Earlier in the year following the 2010 Consumer Electronics Show, we briefly touched on 3D Televisions and how they would see useage in the future. The future is here and so far, we've been right.
The adoption of 3D technology has been very dependent on the amount of content available for that medium. Even though ESPN has broadcast some sporting events along with a handful of other cable channels, functionality for everyday 3DTV viewing still hasn't completely come to surface yet. As predicted in our previous CES post, the heaviest applications are being seen in the film and video game arenas. Several 3D films have been released on DVD and Blu-ray titles such as Monsters vs Aliens, Toy Story 3 among others. In regards to expansion of useage in the 3D world, the film industry will help push a lot of that adoption.
Gaming, like film, will help further push 3D technology along - if not more so.
Recently released gaming systems like Playstation's Move and Xbox 360's Kinect are bringing several elements to the table. In response to Wii's success, both gaming systems feature high-tech motion sensing elements to their gameplay, adding more than just thumbs to the gaming experience. In addition, many new game titles are being released with 3D capabilites, making already realistic game experiences come to life that much more.
So what's the barrier to 3D technology? Price.
Being that its relatively new, the price points on 3D televisions are still relatively high. Along with the high price of TVs there's also the additional cost of the viewing glasses (not cheap) costing around over $100 a pair. It'll take the development of technology giving the users the ability to enjoy the 3D experience without the aid of glasses.

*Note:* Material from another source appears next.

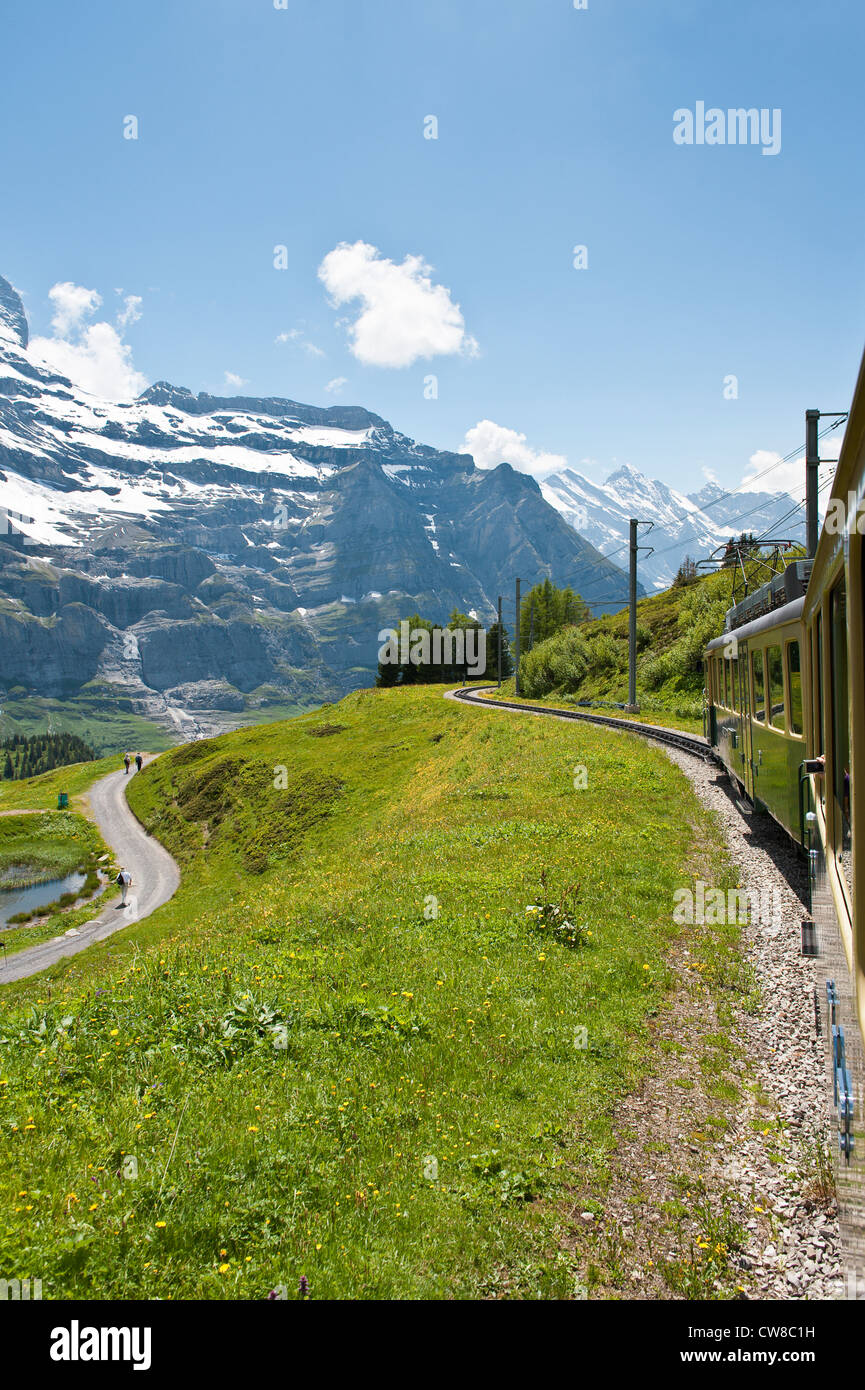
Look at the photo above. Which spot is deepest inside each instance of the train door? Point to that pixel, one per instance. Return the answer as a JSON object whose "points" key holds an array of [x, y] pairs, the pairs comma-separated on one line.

That concept may not be too far away. Nintendo's new DS handheld system is designed for a glasses-free 3D gaming experience. The screen is on a much smaller scale than a television obviously. However, if that technology is already starting to make a small appearance, it could mean that application on a larger scale could be around the corner.
What do you all think? Will 3D technology be part of popular gift selections this holiday season?